02 julho 2018

sardinhada (1)



Amanhã conto com mais calma a bela sardinhada que juntou ontem centenas de portugueses num parque de Berlim. Hoje só dá mesmo para contar que, por causa da minha família, que levou o carro para um festival, eu fui de transportes públicos para o parque, e tive de me desenrascar como pude para levar a minha tralha toda (a carne, as mantas, os muitos etc. e ainda um cartaz para informar que a carne era de animais criados sem tortura).

O carrinho das compras cheio a transbordar, mais o saco IKEA em cima, mais o cartaz debaixo do braço, a entrar no comboio, a sair, a puxar penosamente toda aquela carga até ao eléctrico, a entrar e a sair do eléctrico, a entrar e a sair do autocarro, a puxar penosamente toda aquela carga pelo parque...
Em suma: atravessei mais de metade de Berlim a fazer figura de sem-abrigo.

(E ainda houve aquele momento extremamente embaraçoso ao sair do autocarro, quando as rodas do carrinho ficaram presas entre o autocarro e o passeio.
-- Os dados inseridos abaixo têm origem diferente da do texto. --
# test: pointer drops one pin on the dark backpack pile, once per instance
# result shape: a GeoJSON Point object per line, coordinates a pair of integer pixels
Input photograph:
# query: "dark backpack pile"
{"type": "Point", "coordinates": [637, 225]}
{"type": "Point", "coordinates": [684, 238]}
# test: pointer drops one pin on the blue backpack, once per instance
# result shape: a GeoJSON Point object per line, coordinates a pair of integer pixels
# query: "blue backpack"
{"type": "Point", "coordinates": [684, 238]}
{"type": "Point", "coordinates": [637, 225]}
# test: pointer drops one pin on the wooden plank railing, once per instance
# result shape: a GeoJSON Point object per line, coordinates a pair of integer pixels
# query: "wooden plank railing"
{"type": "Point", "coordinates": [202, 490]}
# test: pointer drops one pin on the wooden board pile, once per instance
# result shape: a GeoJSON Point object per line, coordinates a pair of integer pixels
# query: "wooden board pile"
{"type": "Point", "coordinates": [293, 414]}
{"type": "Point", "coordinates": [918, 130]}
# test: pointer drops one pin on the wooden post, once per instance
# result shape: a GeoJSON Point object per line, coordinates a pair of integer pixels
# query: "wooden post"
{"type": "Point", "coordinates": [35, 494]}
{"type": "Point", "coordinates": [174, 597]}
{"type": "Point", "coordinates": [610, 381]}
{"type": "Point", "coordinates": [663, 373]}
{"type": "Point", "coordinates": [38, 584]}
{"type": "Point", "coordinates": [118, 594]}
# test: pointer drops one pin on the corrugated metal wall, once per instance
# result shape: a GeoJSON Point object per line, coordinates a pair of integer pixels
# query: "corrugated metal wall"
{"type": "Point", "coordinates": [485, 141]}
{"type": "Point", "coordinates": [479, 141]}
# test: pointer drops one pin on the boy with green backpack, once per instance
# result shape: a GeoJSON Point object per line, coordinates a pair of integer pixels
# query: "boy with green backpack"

Um dos passageiros saltou logo para me ajudar, mas as rodas estavam mesmo encravadas. O condutor fez cara de poucos amigos mas lá carregou num botão, o autocarro subiu ligeiramente, o carrinho libertou-se, e eu pude continuar o meu penoso percurso.)

(O passageiro que me veio ajudar tinha a pele um pouco mais escura que a minha. Podia ser alemão, podia ser turco, podia ser norte-africano, podia ser refugiado sírio ou iraquiano. Não sei. Sei apenas que estava atento, viu a minha aflição, e veio imediatamente ajudar. Nestes tristes tempos que correm, em que tão facilmente se dizem enormidades contra quem tem uma pele ligeiramente mais morena, acabo a reparar em pormenores destes como se tivessem importância. Tristes tempos, mesmo.)